いくらみすぼらしい行人のような院長が差し出したからといって、そんなに怪しむことはない。
それは間違いなく法定通貨D券で、いわゆる本物の1000円札だ。
電気屋さんでの経緯を確認しておこう。
院長が2000円に満たない商品を手にし1000円札2枚と一緒にレジに差し出した。するとレジ係の君は、手にしたをお札をレジに入れることなく目を明暗して見ていたね。あ、目を白黒、だったかな?

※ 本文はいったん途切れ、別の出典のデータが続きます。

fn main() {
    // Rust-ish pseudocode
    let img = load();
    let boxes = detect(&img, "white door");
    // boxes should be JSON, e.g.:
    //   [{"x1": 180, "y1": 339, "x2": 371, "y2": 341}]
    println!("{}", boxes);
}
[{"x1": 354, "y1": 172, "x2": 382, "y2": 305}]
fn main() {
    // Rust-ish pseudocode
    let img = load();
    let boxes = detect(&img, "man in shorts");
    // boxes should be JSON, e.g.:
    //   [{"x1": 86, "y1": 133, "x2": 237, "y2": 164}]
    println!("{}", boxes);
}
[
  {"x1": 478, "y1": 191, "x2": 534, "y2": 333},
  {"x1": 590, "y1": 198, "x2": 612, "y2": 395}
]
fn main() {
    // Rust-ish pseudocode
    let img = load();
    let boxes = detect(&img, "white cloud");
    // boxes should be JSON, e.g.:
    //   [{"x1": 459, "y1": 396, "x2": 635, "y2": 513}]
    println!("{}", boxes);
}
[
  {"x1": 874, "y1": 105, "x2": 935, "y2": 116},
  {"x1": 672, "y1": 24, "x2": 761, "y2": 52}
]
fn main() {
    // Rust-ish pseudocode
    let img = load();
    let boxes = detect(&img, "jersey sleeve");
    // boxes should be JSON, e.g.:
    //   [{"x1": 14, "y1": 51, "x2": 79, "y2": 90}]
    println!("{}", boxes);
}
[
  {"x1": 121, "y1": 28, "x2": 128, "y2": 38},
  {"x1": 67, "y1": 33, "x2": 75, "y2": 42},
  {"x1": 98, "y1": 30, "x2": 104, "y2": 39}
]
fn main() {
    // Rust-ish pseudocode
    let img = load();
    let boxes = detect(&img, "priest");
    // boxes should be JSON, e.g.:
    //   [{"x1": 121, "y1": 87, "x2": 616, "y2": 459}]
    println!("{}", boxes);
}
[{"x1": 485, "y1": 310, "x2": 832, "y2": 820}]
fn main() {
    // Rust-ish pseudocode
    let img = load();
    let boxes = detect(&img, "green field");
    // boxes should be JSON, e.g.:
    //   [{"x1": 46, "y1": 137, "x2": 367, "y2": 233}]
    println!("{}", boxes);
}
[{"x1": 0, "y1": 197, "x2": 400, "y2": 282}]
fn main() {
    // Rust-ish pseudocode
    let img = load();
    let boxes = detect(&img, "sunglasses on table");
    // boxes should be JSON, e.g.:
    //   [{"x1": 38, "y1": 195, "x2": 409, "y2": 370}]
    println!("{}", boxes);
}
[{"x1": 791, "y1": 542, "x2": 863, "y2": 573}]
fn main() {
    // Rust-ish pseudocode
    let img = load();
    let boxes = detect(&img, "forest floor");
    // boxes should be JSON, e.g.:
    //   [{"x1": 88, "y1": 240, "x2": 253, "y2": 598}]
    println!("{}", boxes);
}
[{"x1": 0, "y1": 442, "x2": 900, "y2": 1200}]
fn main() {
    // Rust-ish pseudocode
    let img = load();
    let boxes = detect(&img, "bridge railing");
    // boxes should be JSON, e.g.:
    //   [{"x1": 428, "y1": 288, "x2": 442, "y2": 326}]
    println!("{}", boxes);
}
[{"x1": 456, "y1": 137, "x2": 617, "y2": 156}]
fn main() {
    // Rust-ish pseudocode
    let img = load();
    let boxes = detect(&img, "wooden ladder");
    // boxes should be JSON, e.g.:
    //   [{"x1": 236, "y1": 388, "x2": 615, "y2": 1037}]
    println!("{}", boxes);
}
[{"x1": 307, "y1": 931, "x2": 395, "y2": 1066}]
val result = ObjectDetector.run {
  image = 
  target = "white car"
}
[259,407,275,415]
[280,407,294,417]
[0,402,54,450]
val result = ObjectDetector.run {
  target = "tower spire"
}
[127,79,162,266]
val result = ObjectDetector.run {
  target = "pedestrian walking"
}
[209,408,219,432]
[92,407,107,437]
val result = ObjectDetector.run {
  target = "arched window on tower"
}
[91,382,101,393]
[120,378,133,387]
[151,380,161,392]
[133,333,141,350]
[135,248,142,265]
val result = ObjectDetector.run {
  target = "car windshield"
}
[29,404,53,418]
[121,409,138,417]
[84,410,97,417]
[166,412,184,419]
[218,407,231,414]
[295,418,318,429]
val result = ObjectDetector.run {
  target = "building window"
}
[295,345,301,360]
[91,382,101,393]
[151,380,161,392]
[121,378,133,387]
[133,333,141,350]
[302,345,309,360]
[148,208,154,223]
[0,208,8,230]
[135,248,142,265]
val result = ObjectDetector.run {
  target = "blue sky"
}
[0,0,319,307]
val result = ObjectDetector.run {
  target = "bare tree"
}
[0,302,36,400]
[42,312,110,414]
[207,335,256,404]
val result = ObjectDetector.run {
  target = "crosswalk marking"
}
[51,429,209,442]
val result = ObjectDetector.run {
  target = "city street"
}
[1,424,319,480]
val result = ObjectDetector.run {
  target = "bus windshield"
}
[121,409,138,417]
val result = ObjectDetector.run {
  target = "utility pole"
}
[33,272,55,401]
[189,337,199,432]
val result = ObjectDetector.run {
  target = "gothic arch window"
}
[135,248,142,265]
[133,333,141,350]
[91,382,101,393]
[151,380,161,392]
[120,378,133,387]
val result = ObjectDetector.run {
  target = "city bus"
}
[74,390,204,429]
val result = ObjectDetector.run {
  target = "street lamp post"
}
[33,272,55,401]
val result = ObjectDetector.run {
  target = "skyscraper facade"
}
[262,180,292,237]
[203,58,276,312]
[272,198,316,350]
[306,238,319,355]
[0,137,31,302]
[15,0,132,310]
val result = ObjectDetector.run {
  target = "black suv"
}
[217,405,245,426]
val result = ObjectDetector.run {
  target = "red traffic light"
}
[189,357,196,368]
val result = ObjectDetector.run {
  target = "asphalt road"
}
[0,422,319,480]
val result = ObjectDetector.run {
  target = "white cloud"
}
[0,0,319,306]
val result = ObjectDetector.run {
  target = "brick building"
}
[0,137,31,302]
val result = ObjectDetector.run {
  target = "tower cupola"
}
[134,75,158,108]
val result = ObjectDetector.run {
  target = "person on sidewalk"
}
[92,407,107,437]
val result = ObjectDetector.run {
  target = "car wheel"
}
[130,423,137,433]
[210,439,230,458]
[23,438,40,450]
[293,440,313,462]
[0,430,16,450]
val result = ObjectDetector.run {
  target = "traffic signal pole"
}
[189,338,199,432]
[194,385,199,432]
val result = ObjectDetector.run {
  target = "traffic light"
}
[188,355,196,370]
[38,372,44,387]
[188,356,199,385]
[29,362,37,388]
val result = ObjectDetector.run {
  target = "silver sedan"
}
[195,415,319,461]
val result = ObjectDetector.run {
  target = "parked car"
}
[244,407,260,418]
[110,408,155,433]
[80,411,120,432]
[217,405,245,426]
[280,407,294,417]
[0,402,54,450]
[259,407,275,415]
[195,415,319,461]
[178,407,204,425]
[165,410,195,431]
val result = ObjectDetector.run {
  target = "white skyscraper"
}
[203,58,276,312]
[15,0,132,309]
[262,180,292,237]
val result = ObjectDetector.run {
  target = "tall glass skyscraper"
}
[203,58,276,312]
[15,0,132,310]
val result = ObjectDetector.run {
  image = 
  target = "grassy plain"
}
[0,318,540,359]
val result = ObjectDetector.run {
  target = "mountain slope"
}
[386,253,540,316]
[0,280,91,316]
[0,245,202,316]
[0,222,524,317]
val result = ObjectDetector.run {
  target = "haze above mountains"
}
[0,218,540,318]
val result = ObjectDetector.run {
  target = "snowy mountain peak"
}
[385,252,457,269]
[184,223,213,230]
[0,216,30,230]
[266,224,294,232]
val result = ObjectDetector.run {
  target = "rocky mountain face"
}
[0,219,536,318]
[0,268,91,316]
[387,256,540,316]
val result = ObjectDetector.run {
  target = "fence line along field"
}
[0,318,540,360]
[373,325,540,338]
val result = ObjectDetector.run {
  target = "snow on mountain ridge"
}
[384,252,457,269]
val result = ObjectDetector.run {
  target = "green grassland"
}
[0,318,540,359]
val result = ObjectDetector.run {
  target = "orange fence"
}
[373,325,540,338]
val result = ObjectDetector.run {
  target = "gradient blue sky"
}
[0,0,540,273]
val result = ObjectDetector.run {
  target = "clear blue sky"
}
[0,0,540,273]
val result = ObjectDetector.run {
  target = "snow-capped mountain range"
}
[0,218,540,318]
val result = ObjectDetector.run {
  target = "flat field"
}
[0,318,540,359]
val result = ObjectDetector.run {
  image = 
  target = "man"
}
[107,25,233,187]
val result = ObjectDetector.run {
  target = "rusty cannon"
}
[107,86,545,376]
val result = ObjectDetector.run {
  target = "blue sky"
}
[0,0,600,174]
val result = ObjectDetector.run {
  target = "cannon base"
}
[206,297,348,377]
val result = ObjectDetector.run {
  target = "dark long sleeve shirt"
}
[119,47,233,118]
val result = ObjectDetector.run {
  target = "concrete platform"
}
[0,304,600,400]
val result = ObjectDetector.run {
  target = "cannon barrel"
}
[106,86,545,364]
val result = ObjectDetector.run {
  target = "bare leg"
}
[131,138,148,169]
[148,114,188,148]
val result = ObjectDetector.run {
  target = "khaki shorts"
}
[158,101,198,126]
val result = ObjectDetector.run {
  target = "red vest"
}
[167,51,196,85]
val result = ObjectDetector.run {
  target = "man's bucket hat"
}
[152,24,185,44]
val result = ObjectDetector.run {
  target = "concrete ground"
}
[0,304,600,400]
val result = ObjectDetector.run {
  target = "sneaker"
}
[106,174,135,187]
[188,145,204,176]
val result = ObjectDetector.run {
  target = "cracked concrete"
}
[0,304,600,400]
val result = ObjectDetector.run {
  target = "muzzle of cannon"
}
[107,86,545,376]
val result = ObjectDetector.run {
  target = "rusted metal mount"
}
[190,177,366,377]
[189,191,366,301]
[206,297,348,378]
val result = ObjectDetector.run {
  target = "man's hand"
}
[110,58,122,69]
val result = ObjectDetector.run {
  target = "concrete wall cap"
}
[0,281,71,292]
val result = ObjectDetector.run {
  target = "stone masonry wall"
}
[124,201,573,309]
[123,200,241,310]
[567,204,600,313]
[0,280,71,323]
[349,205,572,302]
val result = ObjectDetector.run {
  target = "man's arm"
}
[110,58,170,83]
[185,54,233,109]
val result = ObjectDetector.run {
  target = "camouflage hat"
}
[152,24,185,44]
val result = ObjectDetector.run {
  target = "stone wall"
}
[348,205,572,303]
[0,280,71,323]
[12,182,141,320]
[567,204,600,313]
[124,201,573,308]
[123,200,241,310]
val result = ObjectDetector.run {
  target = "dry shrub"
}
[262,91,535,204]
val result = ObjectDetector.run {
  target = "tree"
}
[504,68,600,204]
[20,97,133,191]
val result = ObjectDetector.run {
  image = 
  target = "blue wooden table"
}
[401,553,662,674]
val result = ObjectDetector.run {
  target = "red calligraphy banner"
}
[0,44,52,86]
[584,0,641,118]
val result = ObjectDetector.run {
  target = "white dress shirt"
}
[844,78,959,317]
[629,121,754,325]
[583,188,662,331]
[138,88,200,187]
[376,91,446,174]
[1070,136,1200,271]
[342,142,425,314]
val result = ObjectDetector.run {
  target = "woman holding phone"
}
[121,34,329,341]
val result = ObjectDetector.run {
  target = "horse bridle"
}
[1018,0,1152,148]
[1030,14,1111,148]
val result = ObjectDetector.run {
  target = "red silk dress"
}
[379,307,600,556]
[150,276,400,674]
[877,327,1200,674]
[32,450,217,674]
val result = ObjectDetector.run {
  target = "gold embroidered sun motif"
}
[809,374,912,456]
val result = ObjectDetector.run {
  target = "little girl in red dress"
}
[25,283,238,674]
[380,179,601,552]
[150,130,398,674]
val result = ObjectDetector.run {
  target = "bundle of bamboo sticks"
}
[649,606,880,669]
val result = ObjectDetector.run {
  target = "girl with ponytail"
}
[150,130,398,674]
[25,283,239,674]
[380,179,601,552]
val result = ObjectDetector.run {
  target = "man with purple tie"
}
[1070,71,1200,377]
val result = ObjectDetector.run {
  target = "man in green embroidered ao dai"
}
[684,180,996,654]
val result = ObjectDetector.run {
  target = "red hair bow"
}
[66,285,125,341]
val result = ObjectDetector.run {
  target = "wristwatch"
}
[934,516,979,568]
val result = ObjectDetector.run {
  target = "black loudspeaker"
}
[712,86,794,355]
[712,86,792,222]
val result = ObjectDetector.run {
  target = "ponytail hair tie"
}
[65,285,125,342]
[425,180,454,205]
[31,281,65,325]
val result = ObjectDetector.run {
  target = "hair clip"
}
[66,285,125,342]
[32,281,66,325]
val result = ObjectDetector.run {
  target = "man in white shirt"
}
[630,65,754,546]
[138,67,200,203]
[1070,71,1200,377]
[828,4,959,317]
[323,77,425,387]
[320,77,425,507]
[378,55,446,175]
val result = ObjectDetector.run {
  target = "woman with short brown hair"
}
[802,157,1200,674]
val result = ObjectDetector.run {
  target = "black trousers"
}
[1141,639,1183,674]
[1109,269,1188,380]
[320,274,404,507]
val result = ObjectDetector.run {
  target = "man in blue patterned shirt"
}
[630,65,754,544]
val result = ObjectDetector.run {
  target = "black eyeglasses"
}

まぁいい。この院長が紙幣偽造犯罪者などと思ってはいないだろう君のこころは読み取れた。だが万が一のこともある。「店長、道草を食ってないで早く警察を呼んでください」などいわれたときにはどう対応すればいいのか。いっそのことこちらから犯罪者じゃないことを先に言う方がいいかもしれない。が、それは、智に働けば角が立つように事を荒げるだけではないか。そんな深淵な考慮は「初めて見るお札です」の君の言葉で中断された。
一瞬、数字のでかい最近発行された1000円札かとも思ったが、今までのサイズの数字が書かれたものだ。どこがおかしいのかと訊くと、「人物が夏目漱石になっている」という。たしかに片方の人物は野口英雄だが、片方は夏目漱石だ。
なるほど、君は若い。若くて、いいとこの坊ちゃん風だから知らないかもしれない。だがな、レジ係を続けるつもりなら、虞美人草は見たことはないかもしれないが、こんな1000円札もあることぐらい覚えていた方がいい。
でも、レジ係は彼岸過までと考えているのなら、それはそれでいいだろう。
で、それから、と訊かれても困る。吾輩は猫ではないけど、いっそうのこと猫になって、なにもニャーとメモをごまかしたい。